Despite the endless waves of redundancies across the ad industry, I believe ultimately it’s creativity that will drag us out of the bad times and back into the sunlight. And the music and TV industries are a beacon of light for us.
Ten years ago, both were bumping along the bottom seemingly without hope.
TV is dead, said the experts. No-one will ever watch anything longer than two minutes again. And as for the record industry. We’ve given away the entire history of recorded music for free on the streaming services. No-one will ever make money from music ever again. And yet new figures out this month from the Entertainment Retailers’ Association show that UK consumers spent £1.33bn on recorded music in 2018, an annual increase of more than £100m for the second year in a row. The growth was driven by a massive 37.7% rise in subscription streaming revenues. And the TV industry has entered arguably the greatest boom period in its history, thanks to the extraordinary investment in box sets.
So what happened?
Well creativity won, that’s what. Quality rose to the top, like it always does. And technology helped make it happen.

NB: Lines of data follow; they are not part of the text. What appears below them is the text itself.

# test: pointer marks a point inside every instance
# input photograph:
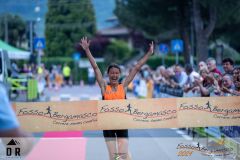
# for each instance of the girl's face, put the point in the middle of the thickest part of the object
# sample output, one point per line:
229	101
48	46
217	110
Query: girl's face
114	74
204	74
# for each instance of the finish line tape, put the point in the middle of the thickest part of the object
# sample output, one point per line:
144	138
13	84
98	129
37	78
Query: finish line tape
129	114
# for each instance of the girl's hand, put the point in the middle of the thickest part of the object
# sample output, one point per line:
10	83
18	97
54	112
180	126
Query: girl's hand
151	48
85	43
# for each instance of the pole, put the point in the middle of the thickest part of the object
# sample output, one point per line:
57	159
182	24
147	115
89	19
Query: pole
39	57
177	58
31	37
192	35
163	59
6	28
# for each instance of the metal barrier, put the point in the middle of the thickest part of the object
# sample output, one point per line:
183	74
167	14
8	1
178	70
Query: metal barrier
20	85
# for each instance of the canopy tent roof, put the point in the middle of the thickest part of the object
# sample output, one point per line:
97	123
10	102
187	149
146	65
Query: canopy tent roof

Back in the day, gatekeepers like radio DJs and NME journalists gave fans permission to like the output of an artist, acting as an intermediary in the relationship. Today, the streaming services, offer a direct feedback loop between artist and fan. They speak with their votes and clicks. A record industry leader described a process he called ‘creative Darwinism’ playing out on Spotify. If it’s no good, it gets rejected. The quality rises to the top. It supports the conditions for creative excellence to thrive.

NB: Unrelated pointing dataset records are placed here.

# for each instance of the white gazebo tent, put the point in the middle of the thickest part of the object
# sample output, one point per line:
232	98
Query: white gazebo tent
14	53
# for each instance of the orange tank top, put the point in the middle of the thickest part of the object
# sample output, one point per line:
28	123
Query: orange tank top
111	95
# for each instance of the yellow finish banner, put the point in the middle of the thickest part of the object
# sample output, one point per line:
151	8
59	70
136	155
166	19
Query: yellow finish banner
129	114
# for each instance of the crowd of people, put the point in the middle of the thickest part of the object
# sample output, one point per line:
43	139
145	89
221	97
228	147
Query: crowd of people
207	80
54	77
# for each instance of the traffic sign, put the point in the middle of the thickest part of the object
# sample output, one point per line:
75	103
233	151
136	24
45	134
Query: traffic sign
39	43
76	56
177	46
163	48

Dua Lipa’s 'Rules' or Ariana Grande’s 'God is a Woman' rack up squillions of listens because they’re damn good songs. The platform learns and feeds the fan’s love of particular genres, sounds, artists, and the love deepens. And as a result, streaming has reached a critical mass of volume, where it’s paying back financially.
TV’s creative renaissance is well documented and utterly extraordinary. And again technology is playing a huge part in bolstering confidence. Netflix use viewing data to influence their commissioning process. It gives them the confidence to know that a story about x, directed by y and starring z, will probably resonate with a vast swathe of people. And that gives commissioners the confidence to give writers and directors a freedom they’ve never previously been afforded; creating a depth of character and story that magnetises viewer interest across 10 or even 15 hours of narrative. Thus they begin treating audiences with more intelligence and sophistication, whilst being able to concentrate harder than ever.

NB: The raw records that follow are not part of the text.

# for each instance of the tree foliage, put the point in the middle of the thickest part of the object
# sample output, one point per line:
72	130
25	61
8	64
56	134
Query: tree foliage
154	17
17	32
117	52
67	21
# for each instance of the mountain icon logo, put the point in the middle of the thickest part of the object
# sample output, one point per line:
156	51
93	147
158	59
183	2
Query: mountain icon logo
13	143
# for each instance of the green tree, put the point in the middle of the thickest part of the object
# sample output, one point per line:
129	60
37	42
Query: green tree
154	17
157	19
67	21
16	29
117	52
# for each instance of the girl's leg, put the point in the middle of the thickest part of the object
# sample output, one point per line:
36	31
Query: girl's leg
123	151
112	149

In both worlds, ownership of the platform and the data gives the industry confidence to invest in creativity. Because it works.
Our problem in the ad industry is that we don’t own our own platform. We fit into the cracks of other peoples’ platforms: YouTube, Spotify, commercial television. The data we have access to is vague and sporadic and too often it gets used as a brake to hold back creativity and play it safe.
Brilliant, game-changing creativity will revive our industry, and usher in a new golden age. I have zero worries about that. But first we need to devise a way for the data to give clients confidence in the power of creativity, to believe in a formula that works, so that clients can give us the freedom to run wild within it - just like those musicians and filmmakers.